D versionning

Jonathan M Davis jmdavisProg at gmx.com
Thu Jul 12 12:25:57 PDT 2012


On Thursday, July 12, 2012 18:49:16 deadalnix wrote:
> One thing PHP has been good at is evolving, and introducing change in
> the language (some can argument that the language is so fucked up that
> this is unavoidable, so I do it now and we can discuss interesting topic).
> 
> I discussed that system with Rasmus Ledorf at afup 2012 and it something
> that D should definitively look into.
> 
> The const vs OOP discussion have shown once again that D will have to
> introduce breaking changes in the language. This isn't easy matter
> because if we break people code, D isn't attractive. But as long as code
> isn't broken, D people can't worked on what's next and it slows down D
> progress.
> 
> The system adopted in PHP works with a 3 number version. The first
> number is used for major languages changes (for instance 4 > 5 imply
> passing object by reference when it was by copy before, 5 > 6 switched
> the whole thing to unicode).
> 
> The second number imply language changes, but either non breaking or
> very specific, rarely used stuff.
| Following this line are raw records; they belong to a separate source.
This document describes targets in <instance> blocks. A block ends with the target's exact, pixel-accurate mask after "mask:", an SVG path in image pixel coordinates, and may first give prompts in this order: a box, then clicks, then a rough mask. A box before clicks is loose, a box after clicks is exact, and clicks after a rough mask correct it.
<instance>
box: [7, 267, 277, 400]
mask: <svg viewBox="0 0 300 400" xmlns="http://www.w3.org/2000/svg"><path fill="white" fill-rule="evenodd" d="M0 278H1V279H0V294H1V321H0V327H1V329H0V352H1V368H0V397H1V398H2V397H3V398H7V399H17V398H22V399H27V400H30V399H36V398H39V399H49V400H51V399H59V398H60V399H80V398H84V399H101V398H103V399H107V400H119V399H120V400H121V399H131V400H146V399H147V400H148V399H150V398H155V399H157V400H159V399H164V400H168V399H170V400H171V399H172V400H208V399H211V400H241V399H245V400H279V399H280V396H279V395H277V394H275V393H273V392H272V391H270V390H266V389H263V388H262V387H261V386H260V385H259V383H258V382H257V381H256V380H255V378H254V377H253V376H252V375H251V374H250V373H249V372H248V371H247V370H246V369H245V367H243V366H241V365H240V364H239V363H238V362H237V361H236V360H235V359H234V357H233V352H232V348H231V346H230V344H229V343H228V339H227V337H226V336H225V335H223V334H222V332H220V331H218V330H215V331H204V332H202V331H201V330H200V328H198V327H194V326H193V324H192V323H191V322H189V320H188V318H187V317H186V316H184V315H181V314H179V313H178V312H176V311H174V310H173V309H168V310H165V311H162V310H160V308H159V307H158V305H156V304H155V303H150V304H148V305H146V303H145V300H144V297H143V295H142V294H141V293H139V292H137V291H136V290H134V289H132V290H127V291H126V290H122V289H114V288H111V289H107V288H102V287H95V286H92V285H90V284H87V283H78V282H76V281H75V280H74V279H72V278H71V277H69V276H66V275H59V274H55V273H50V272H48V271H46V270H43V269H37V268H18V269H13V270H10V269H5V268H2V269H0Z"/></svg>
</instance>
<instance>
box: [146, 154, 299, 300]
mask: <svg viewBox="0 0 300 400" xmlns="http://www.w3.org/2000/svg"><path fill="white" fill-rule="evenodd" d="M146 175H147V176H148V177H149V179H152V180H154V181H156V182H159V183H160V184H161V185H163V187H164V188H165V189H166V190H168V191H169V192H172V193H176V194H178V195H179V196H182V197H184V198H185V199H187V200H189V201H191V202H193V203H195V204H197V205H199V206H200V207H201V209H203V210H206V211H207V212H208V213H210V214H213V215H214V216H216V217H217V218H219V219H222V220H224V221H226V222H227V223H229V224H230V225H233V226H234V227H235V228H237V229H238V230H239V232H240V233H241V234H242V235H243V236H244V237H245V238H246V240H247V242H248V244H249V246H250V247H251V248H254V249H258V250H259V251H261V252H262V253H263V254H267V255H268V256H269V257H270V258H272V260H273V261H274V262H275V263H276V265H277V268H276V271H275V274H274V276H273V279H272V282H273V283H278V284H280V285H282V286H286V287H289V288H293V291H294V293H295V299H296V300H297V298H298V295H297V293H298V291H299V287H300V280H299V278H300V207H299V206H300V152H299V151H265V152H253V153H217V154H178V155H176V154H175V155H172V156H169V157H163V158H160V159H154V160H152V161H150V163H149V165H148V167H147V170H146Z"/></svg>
For instance 5.2 > 5.3 added GC,
> closures and namespace which does not break code.
> 
> The last one is reserved for bug fixes. Several version are maintained
> at the same time (even if a large amount of code base is common, so bug
> fixes can be used for many version at the time).
> 
> We should leverage the benefit of having switched to git to go in that
> way. We can start right now D2.1.xx with the opX dropped from object and
> see how it goes without requiring everybody to switch now.
> 
> Such a system would also permit to drop all D1 stuff that are in current
> DMD because D1 vs D2 can be chosen at compile time on the same sources.
> 
> git provide all we need to implement such a process, it is easy to do it
> soon (after 2.060 for instance) because it doesn't imply drastic changes
> for users.

There would definitely be value in the long run in having a similar versioning 
scheme, but I think that we're still ironing enough out that there's not much 
point yet. We don't want people to continue to code against verison 2.X.Y 
instead of moving their code to 2.X+1.Y. We want people to update their code 
to the newest version. We provide appropriate deprecation paths to ease 
transition, but we don't want to be supporting older versions of stuff. If you 
really want to stick with what dmd 2.059 provides because 2.060 deprecates 
something that you want, then just stick with 2.059. You don't need a new 
versioning scheme to do that.

Once the language is stable enough that we expect pretty much anything written 
now to work several years from now, _then_ providing a more advanced 
versioning scheme would probably be beneficial. But much as D is far more 
stable than it was a year or two ago, there's still enough in flux that I don't 
think that there's much point in switching versioning schemes like that.